Contribution of Model Organisms to Investigating the Far-Reaching Consequences of PRPP Metabolism on Human Health and Well-Being

Round 1

Reviewer 1 Report

This mauscript summarized the present reasearch status of PRPP metabolism on human health and well-being, and uncover the significance and relevance of human PRPS in disease diagnosis, management and treatment. And this manuscript has certain novelty. I advised that it may be acceptable.

Author Response

This reviewer was very positive and sees the novelty of this review. The input of the reviewer is appreciated.

Reviewer 2 Report

In this review Ugbogu et al focuses on phosphoribosyl pyrophosphate synthetase (PRS) enzyme. PRS is essential for most living organisms as it produces phosphoribosyl pyrophosphate (PRPP), a building block for synthesis of purine and pyrimidine nucleotides, NAD+ and NADP+.

The first part of the review gives a detailed description of PRS genes in Saccharomyces cerevisiae then also mentions PRPS1 paralogues in zebrafish. The second part of the review discusses human PRPS and disorders associated with mutations of PRPS. The topic is highly relevant, both the general understanding of the mechanism of PRPS and the metabolism of PRPP as well as to find potential targets to prevent the symptoms of PRPS-related disorders is important. The cited references are appropriate.

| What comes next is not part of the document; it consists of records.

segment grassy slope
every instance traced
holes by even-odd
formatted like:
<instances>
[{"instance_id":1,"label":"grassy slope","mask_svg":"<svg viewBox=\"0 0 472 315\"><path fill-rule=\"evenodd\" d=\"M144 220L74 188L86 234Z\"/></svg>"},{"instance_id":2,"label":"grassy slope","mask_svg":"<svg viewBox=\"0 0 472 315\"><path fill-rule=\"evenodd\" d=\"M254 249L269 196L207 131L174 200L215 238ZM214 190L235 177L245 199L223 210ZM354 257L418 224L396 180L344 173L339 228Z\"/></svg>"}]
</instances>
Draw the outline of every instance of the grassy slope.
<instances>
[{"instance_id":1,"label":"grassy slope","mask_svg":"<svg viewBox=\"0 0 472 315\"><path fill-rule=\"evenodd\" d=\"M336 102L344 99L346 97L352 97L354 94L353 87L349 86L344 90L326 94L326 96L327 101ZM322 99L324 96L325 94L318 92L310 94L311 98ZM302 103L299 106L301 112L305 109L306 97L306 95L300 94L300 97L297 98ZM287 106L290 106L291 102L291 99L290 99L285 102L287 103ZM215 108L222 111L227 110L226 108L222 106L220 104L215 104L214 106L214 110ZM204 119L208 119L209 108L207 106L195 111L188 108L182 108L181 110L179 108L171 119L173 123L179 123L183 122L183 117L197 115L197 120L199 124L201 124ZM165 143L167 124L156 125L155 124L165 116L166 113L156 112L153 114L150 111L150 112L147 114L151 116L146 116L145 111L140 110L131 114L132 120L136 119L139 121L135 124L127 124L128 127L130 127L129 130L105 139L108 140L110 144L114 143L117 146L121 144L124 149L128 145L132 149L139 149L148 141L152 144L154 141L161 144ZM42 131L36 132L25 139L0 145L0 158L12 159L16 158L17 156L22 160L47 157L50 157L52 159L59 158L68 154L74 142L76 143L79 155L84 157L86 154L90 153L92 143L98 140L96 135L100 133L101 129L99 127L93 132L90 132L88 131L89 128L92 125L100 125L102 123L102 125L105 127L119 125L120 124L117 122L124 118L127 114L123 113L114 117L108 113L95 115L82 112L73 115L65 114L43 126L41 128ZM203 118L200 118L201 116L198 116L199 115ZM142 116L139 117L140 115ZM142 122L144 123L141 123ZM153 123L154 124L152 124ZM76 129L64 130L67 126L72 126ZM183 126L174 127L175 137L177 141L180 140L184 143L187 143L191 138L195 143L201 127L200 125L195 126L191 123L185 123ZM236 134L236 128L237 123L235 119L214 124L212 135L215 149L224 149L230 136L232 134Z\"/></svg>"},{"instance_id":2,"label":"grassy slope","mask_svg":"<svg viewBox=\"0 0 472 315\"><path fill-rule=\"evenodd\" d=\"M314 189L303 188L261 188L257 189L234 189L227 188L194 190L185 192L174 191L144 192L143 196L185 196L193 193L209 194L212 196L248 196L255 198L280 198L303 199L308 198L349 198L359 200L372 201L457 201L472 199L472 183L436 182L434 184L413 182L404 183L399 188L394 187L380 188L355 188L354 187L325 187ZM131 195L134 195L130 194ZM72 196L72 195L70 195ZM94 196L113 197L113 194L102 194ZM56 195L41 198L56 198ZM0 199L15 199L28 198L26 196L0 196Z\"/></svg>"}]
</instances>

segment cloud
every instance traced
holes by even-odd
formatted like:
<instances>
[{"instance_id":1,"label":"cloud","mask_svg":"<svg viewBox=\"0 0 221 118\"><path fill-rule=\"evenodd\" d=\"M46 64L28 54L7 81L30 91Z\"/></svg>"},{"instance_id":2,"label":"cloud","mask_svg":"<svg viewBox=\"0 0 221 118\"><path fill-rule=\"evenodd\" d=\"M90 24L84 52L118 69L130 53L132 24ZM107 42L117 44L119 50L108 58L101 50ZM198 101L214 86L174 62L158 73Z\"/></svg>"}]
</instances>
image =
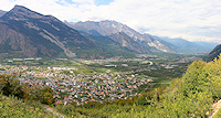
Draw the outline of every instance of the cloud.
<instances>
[{"instance_id":1,"label":"cloud","mask_svg":"<svg viewBox=\"0 0 221 118\"><path fill-rule=\"evenodd\" d=\"M1 10L25 6L60 20L115 20L140 33L221 43L220 0L1 0Z\"/></svg>"}]
</instances>

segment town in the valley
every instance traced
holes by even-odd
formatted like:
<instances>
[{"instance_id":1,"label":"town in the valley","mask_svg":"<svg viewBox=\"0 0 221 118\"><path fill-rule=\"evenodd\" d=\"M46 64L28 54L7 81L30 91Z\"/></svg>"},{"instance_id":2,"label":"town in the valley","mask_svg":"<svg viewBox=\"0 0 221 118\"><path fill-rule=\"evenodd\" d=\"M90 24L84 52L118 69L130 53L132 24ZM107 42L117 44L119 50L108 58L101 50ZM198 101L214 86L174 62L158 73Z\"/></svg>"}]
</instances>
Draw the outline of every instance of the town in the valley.
<instances>
[{"instance_id":1,"label":"town in the valley","mask_svg":"<svg viewBox=\"0 0 221 118\"><path fill-rule=\"evenodd\" d=\"M123 60L119 57L93 61L72 61L75 65L65 66L67 58L56 58L56 64L38 65L42 58L13 58L2 62L0 74L12 74L20 84L30 86L50 86L53 90L55 104L84 105L88 101L114 101L139 96L140 86L155 84L170 84L171 79L158 78L157 69L176 74L177 69L186 69L188 62L201 60L200 57L173 58L170 63L162 58L150 55L139 55L137 58ZM34 65L36 64L36 65ZM63 64L63 65L61 65ZM181 64L181 65L180 65ZM140 72L148 72L144 74ZM160 79L160 81L159 81Z\"/></svg>"}]
</instances>

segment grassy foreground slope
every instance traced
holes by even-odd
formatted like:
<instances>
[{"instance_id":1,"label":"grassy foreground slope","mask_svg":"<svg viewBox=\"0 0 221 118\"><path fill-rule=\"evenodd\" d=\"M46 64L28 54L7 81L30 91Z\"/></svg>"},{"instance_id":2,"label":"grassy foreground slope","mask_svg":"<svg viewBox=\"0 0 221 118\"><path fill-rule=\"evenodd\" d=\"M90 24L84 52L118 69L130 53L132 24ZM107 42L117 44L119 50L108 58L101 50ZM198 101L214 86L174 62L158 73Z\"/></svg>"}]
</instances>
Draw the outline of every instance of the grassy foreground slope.
<instances>
[{"instance_id":1,"label":"grassy foreground slope","mask_svg":"<svg viewBox=\"0 0 221 118\"><path fill-rule=\"evenodd\" d=\"M24 101L0 94L0 118L56 118L56 116L41 108L38 101Z\"/></svg>"},{"instance_id":2,"label":"grassy foreground slope","mask_svg":"<svg viewBox=\"0 0 221 118\"><path fill-rule=\"evenodd\" d=\"M139 96L113 103L88 103L84 106L56 106L66 115L113 118L207 118L212 104L221 98L221 58L196 61L170 86L143 92Z\"/></svg>"}]
</instances>

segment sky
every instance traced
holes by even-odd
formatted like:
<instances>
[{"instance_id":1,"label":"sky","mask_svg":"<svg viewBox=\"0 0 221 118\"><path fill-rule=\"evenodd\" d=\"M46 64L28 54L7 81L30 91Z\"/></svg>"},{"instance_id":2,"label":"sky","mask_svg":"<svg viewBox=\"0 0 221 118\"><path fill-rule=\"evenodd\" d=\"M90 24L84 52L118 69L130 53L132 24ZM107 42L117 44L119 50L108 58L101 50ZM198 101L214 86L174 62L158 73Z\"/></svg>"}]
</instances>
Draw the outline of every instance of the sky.
<instances>
[{"instance_id":1,"label":"sky","mask_svg":"<svg viewBox=\"0 0 221 118\"><path fill-rule=\"evenodd\" d=\"M61 21L115 20L140 32L188 41L221 43L221 0L0 0Z\"/></svg>"}]
</instances>

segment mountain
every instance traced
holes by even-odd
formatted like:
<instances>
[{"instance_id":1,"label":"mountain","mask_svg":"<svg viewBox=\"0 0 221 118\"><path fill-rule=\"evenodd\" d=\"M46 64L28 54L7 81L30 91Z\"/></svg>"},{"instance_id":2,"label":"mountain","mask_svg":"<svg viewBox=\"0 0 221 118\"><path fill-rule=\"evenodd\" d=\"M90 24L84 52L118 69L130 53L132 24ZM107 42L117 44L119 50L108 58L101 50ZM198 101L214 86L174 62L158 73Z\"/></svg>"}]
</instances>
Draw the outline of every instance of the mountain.
<instances>
[{"instance_id":1,"label":"mountain","mask_svg":"<svg viewBox=\"0 0 221 118\"><path fill-rule=\"evenodd\" d=\"M17 51L28 57L75 57L77 51L94 46L94 43L56 18L22 6L15 6L0 18L1 53Z\"/></svg>"},{"instance_id":2,"label":"mountain","mask_svg":"<svg viewBox=\"0 0 221 118\"><path fill-rule=\"evenodd\" d=\"M0 10L0 18L1 18L2 15L4 15L6 13L7 13L7 11Z\"/></svg>"},{"instance_id":3,"label":"mountain","mask_svg":"<svg viewBox=\"0 0 221 118\"><path fill-rule=\"evenodd\" d=\"M109 35L109 37L115 42L119 43L123 47L126 47L136 53L149 53L148 50L140 46L136 41L131 40L124 32L117 32L115 34Z\"/></svg>"},{"instance_id":4,"label":"mountain","mask_svg":"<svg viewBox=\"0 0 221 118\"><path fill-rule=\"evenodd\" d=\"M221 53L221 44L217 45L208 55L208 61L212 61Z\"/></svg>"},{"instance_id":5,"label":"mountain","mask_svg":"<svg viewBox=\"0 0 221 118\"><path fill-rule=\"evenodd\" d=\"M169 39L169 37L160 37L162 41L171 43L172 50L178 53L209 53L211 51L210 47L207 45L199 45L194 42L189 42L187 40L176 37L176 39Z\"/></svg>"},{"instance_id":6,"label":"mountain","mask_svg":"<svg viewBox=\"0 0 221 118\"><path fill-rule=\"evenodd\" d=\"M92 35L104 35L108 36L118 32L124 32L127 34L130 39L137 41L141 46L144 46L147 50L159 50L162 52L170 52L175 53L171 49L169 49L167 45L161 43L159 40L155 40L149 34L140 34L137 31L130 29L129 26L122 24L116 21L86 21L86 22L77 22L77 23L69 23L65 21L65 23L76 29L77 31L83 31Z\"/></svg>"},{"instance_id":7,"label":"mountain","mask_svg":"<svg viewBox=\"0 0 221 118\"><path fill-rule=\"evenodd\" d=\"M219 45L219 43L203 42L203 41L193 41L193 43L204 46L204 47L209 49L210 51L213 50L217 45Z\"/></svg>"}]
</instances>

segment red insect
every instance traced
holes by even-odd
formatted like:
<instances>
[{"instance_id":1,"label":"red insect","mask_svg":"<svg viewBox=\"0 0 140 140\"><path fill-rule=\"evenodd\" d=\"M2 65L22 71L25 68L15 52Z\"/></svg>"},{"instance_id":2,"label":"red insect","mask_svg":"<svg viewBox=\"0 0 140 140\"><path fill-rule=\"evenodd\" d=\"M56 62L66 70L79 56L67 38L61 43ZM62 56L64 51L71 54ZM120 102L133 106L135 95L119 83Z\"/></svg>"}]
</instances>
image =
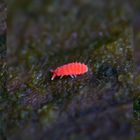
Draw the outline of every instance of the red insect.
<instances>
[{"instance_id":1,"label":"red insect","mask_svg":"<svg viewBox=\"0 0 140 140\"><path fill-rule=\"evenodd\" d=\"M70 75L72 78L74 78L76 77L76 75L84 74L87 71L88 67L83 63L80 62L69 63L60 66L55 70L51 70L51 72L53 73L51 80L53 80L56 76L61 76L60 78L62 78L65 75Z\"/></svg>"}]
</instances>

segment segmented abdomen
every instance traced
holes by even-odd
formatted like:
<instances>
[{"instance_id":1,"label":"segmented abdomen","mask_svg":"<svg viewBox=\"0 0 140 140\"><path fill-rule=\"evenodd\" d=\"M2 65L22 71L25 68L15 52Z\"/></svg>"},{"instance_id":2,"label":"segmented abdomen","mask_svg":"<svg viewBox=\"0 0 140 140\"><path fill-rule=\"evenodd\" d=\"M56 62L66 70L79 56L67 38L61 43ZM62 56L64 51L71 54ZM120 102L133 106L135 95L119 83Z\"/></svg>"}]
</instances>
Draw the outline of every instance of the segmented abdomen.
<instances>
[{"instance_id":1,"label":"segmented abdomen","mask_svg":"<svg viewBox=\"0 0 140 140\"><path fill-rule=\"evenodd\" d=\"M80 75L88 71L88 67L82 63L69 63L63 66L60 66L56 69L57 76L61 75Z\"/></svg>"}]
</instances>

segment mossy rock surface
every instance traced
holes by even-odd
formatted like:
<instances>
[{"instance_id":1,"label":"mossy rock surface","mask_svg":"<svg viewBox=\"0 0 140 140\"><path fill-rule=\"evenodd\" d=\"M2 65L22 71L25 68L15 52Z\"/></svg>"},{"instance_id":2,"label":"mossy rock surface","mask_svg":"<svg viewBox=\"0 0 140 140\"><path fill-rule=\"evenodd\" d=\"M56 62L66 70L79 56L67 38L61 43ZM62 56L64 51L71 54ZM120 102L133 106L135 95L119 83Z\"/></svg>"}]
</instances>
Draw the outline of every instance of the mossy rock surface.
<instances>
[{"instance_id":1,"label":"mossy rock surface","mask_svg":"<svg viewBox=\"0 0 140 140\"><path fill-rule=\"evenodd\" d=\"M131 139L131 7L111 0L13 0L9 10L2 138ZM51 69L76 61L89 71L51 81Z\"/></svg>"}]
</instances>

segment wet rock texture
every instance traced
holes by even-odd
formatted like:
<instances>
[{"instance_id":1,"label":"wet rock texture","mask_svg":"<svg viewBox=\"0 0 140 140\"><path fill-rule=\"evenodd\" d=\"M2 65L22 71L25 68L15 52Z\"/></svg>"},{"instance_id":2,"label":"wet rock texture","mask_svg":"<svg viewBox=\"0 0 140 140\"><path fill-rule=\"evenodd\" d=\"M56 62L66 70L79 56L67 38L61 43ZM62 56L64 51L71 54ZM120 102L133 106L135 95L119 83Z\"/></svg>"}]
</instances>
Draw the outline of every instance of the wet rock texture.
<instances>
[{"instance_id":1,"label":"wet rock texture","mask_svg":"<svg viewBox=\"0 0 140 140\"><path fill-rule=\"evenodd\" d=\"M0 138L132 139L138 133L132 121L138 84L130 4L13 0L9 5ZM76 61L88 65L87 74L50 80L51 69Z\"/></svg>"}]
</instances>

I have two comments regarding the manuscript:

1. Even though PRS is expressed in all organisms (except parasites), in this review only Saccharomyces cerevisiae and Danio rerio are discussed as potential model organisms for investigating PRS in regard of human PRS and PRPP metabolism. Mice for example, a more relevant model organism than yeast or zebrafish, should also be mentioned. These models may all provide useful contribution, but there are always limitations. Some of these limitations – for example not complete sequence similarity – may be overcome by the use of cell lines overexpressing human PRPS enzyme. Such cell lines could also provide an ideal tool to screen and test for potential drug targets. It may be worth to discuss the possibility, the advantages and disadvantages of using such cell lines as in vitro models to investigate PRPS and PRPP metabolism.
2. The authors briefly mention the limitation of the zebrafish model (lines 502-505), but the limitations of both presented model organisms (yeast and zebrafish) should be discussed in more detail.

A minor spelling comment: make sure that in line 691 “prevalence of less than 1 in 10⁶” 6 is in superscript. 

Author Response

Reviewer 2 addresses that mice as model system should also be mentioned. We have accepted his/her advice and included in the relevant sections additional information on the murine system. In the revised ms we have highlighted this in yellow: lines 912-916, 930-944 and 1085-1103. 

We agree that overexpression of human PRPS in cell lines would provide an ideal tool to screen for potential drug targets. Specifically, we have included this approach and updated the references accordingly. Please see the following lines 1105-1120.